Jon und Allen, die auch hier im Haus waren, hatten sich provisorisch in einen der anderen Räume verzogen, gewillt, sich nicht in Lebensgefahr zu begeben. Ajay verbrachte den Nachmittag bei unseren Nachbarn, wo er in deren Sohn einen neuen Freund gefunden hatte, und die drei Hunde lagen nur noch genervt auf der Couch und sahen nicht so aus, als würden sie sich gerne der Aufregung anschließen wollen. Gerade Jack warf mir ab und an nur noch einen hasserfüllten Blick zu, wenn meine Stimme wieder lauter geworden war.

Nun war es jedoch Tina, die erneuert einen Protestversuch startete. „Rot ist die Farbe für Liebe, Leidenschaft und Erotik, doch gerade das Richtige in einer Ehe", schnappte sie empört auf und verschränkte die Arme vor der Brust.

„Meinst du nicht, dass Blau als Symbol für Treue, Unendlichkeit und Harmonie etwas geeigneter für das Zusammensein ist anstatt ein wildes Sexleben zu führen?" Todernst erwiderte ich ihren Blick und presste meine Lippen zusammen.

Tina schnaubte nur entrüstet auf und entgegnete kühl: „Wer will schon eine Farbe, die so kalt und nichtssagend ist."

„Hey, es gibt auch einen warmen Blauton!"

„Du willst ja nur Blau, weil das die Ringfarbe von Allen unter Anderem ist!"

„Ach, aber du nicht oder wie. Falls ich dich darauf hinweisen darf, aber das Shirt von Jon, was du gerade trägst, ist definitiv Rot-Schwarz!" Tatsächlich, ihr T-Shirt hatte als dunkelroten Aufdruck die Initialen ihres Mannes, DA für Dean Ambrose.

Das Argument schien jedoch nicht zu wirken bei ihr, denn sie hob nur unbeeindruckt eine Augenbraue und zischte: „Denk dran, die Bestellung der Servietten ist meine Angelegenheit. Wenn ich also Rot will, dann nehme ich auch Rot!"

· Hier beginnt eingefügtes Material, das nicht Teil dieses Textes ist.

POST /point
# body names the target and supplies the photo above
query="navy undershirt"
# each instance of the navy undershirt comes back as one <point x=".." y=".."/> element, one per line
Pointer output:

„Wenn du das tust, erwürge ich dich eigenhändig, wie ich es schon vor langer Zeit hätte tun sollen!" Meine Stimme war nun wieder etwas lauter geworden und war todernst, und genau das schien meine Freundin schon wieder zu warnen. Automatisch trat sie ein paar Schritte zurück und funkelte mich abschätzend an.

„Himmel, Toni, man hört dich bis in die Garage", ertönte da Allens verzweifelt belustigte Stimme hinter mir und ich fuhr wütend rum.

„Das ist mir scheißegal, es geht hier um unsere Hochzeit und darum, ob sie schön blau oder hässlich rot wird. Sag doch auch mal was dazu."

Verdutzt schaute er mich an. „Also... ähm... Jon? Ich brauche mal deine Hilfe!"

Wenig später tauchte schon der Blondschopf hinter ihm auf und blickte vorsichtig in den Raum hinein. „Irgendwelche Verletzte? Leben noch alle?"